Она росла незаметно и незаметно сделалась налитой соком десятиклассницей, с прекрасной кожей, женственной фигурой, румяными щеками, живыми черными глазками, и уже провожали ее до подъезда, стесняясь себя, длинноногие угловатые подростки из соседней мужской школы.
А после выпускного вечера июньской ночью она заявилась домой с толпой подруг. Мама была в отъезде, отец, либерал в душе, с показным ворчанием ушел с раскладушкой на кухню. На столе появилась — одна на восьмерых — бутылка портвейна, и веселье продолжалось с новой силой.
Заводилой была Люба Белкина, дочь генерал-полковника, самоуверенная, сыпавшая словами. Она заявила, что подает документы в геолого-разведочный институт и на самый трудный факультет.
— Ай да наша Любка! Ай да Белка!
И Любка мгновенно отзывалась:
— Да, я такая! Я могу!
Николай робко возразил:
— Ваше ли это дело — геология? Еще попадете в переплет — в тайге, в пустыне… Это для мужчин…
Нагнув лобастенькую голову, Люба возразила:
— Лучше умереть стоя, чем жить на коленях!
Она любила цитаты, говорила цитатами, даже думала цитатами и не обязательно литературными. У нее были цитаты из самой себя, она постоянно себя цитировала. На каждый случай жизни существовала готовая фраза из небольшого набора, так что во второй и третий раз можно было уже предугадать, что она скажет и как ответит.
Когда портвейн был выпит, тосты произнесены, желания загаданы, Николай пригласил всех смотреть утреннюю Москву — с их крыши.
Крыша эта занимала в жизни Николая свое и не такое уж маловажное место.
Она была односкатной, обозначавшей девять этажей, которые выходили на улицу, и восемь — во двор. Ничем не огороженная, крыша, некруто подымаясь, таила затем внезапный обрыв. Николай однажды едва успел ухватить за пиджак университетского приятеля и модника Диму Печенкина, который уже готов был ступить в пропасть, полагая, что за коньком следует другая половина ската.

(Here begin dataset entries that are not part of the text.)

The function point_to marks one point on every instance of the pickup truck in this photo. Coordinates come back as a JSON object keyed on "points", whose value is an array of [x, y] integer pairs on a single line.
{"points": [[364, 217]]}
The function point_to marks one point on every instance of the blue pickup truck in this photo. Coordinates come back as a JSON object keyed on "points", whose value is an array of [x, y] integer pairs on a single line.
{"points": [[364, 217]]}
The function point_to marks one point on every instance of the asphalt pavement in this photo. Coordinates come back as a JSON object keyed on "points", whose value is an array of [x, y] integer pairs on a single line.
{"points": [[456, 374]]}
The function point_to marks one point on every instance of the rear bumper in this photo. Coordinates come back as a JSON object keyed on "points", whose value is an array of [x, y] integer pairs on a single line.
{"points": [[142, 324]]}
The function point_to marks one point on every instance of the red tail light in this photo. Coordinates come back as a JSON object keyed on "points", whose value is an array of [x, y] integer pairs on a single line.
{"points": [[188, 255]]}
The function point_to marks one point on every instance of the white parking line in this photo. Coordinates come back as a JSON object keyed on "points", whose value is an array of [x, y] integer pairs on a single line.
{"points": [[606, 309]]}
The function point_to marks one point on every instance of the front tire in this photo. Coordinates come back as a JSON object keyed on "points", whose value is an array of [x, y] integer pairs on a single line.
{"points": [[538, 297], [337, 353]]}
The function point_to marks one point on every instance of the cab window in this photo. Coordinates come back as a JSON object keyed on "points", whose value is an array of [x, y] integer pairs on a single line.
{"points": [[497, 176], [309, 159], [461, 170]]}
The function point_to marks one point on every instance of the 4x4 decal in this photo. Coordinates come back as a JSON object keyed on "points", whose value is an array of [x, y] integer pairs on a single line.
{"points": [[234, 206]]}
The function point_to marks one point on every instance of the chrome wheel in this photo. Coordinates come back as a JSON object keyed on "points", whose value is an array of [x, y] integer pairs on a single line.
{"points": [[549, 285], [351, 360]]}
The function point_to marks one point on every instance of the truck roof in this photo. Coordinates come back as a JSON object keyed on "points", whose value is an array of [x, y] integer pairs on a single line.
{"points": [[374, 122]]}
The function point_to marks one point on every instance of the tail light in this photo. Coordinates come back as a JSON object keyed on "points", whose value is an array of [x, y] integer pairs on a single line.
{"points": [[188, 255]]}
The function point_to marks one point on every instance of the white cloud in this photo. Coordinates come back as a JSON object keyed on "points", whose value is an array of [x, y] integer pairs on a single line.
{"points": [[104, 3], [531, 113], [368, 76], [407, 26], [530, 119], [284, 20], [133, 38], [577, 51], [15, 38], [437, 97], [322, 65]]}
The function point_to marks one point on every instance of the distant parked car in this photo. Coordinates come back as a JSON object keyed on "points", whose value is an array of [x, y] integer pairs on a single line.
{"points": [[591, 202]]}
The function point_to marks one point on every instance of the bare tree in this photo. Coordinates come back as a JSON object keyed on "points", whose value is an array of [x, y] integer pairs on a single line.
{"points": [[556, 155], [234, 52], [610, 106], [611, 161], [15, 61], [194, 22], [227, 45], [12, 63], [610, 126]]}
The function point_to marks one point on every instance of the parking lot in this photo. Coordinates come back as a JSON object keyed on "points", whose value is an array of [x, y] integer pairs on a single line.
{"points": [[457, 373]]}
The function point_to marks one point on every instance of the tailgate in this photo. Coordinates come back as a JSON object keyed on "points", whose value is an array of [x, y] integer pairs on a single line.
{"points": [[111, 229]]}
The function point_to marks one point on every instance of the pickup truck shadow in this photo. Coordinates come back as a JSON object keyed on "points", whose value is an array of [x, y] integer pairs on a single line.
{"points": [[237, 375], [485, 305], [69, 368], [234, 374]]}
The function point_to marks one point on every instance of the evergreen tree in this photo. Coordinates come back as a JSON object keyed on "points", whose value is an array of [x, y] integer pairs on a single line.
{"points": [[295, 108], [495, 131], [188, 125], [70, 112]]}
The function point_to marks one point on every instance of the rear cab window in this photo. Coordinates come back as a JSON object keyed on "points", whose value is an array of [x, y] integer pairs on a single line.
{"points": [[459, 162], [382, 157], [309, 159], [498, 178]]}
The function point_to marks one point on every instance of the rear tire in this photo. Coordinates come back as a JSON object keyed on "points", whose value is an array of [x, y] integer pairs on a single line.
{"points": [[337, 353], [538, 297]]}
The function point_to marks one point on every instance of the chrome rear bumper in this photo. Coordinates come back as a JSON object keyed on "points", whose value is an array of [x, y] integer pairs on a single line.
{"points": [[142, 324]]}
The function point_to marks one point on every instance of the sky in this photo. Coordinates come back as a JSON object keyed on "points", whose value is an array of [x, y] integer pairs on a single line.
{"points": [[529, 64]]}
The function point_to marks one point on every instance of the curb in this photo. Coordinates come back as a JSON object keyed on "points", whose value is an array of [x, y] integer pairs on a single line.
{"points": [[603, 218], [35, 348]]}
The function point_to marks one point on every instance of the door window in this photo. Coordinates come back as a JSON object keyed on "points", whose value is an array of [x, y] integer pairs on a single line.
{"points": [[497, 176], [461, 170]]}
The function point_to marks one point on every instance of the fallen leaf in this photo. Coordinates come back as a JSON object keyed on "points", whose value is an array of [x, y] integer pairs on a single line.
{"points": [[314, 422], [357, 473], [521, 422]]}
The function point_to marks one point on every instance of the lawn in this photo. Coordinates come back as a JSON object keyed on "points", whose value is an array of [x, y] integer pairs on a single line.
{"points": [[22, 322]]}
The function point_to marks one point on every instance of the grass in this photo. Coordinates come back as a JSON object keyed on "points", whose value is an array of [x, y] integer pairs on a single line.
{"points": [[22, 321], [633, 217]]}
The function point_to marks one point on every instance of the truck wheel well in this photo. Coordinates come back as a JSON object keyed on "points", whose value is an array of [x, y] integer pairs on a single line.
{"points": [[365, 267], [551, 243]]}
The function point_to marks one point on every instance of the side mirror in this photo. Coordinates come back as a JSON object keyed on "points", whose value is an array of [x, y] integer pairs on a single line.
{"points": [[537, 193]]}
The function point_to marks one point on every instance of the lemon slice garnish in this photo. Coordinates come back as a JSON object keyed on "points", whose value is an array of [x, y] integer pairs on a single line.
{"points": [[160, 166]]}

Жарким летним днем на крышу отправлялся отец, захватив с собой бидон с водою и первую попавшуюся книжку. Он по беспечности и недостатку средств дач не снимал, часами загорая на старом одеяле.
В отроческие годы Николай боялся высоты и, поднявшись по железной лесенке к люку крыши, выбравшись на ее ржавую поверхность, тут же бессильно садился. Дрожало под коленками, кружилась голова. Но постепенно он осмелел, стал подходить к самому краю и даже залезал на башенку, высившуюся посредине ската.
Башенка была этажа на два, непонятного назначения. Во время войны на ней стояла зенитная установка из счетверенных пулеметов. Туда вела полусгнившая деревянная лестница, но Николай предпочитал подниматься по ржавым металлическим скобам. Ни стекол, ни двери в башенке не было, и ветерок свободно гулял, шевеля обрывками старых газет на щелястом полу.
Город сразу приседал, принимал форму вогнутой окружности, открывал свои окраины. Николай плыл в воздушном море, разглядывая далекие берега — кирпичную трубу хлебозавода, мерцающий в темной зелени крест Ваганьковской церкви, четкий силуэт теплоцентрали.
Он набирал воздуха в легкие и декламировал любимых в ту пору поэтов — Маяковского и Гейне. На филфаке они оба были всеобщими кумирами, хотя Маяковский пересиливал Гейне: трое старшекурсников даже брили головы «под Маяковского»…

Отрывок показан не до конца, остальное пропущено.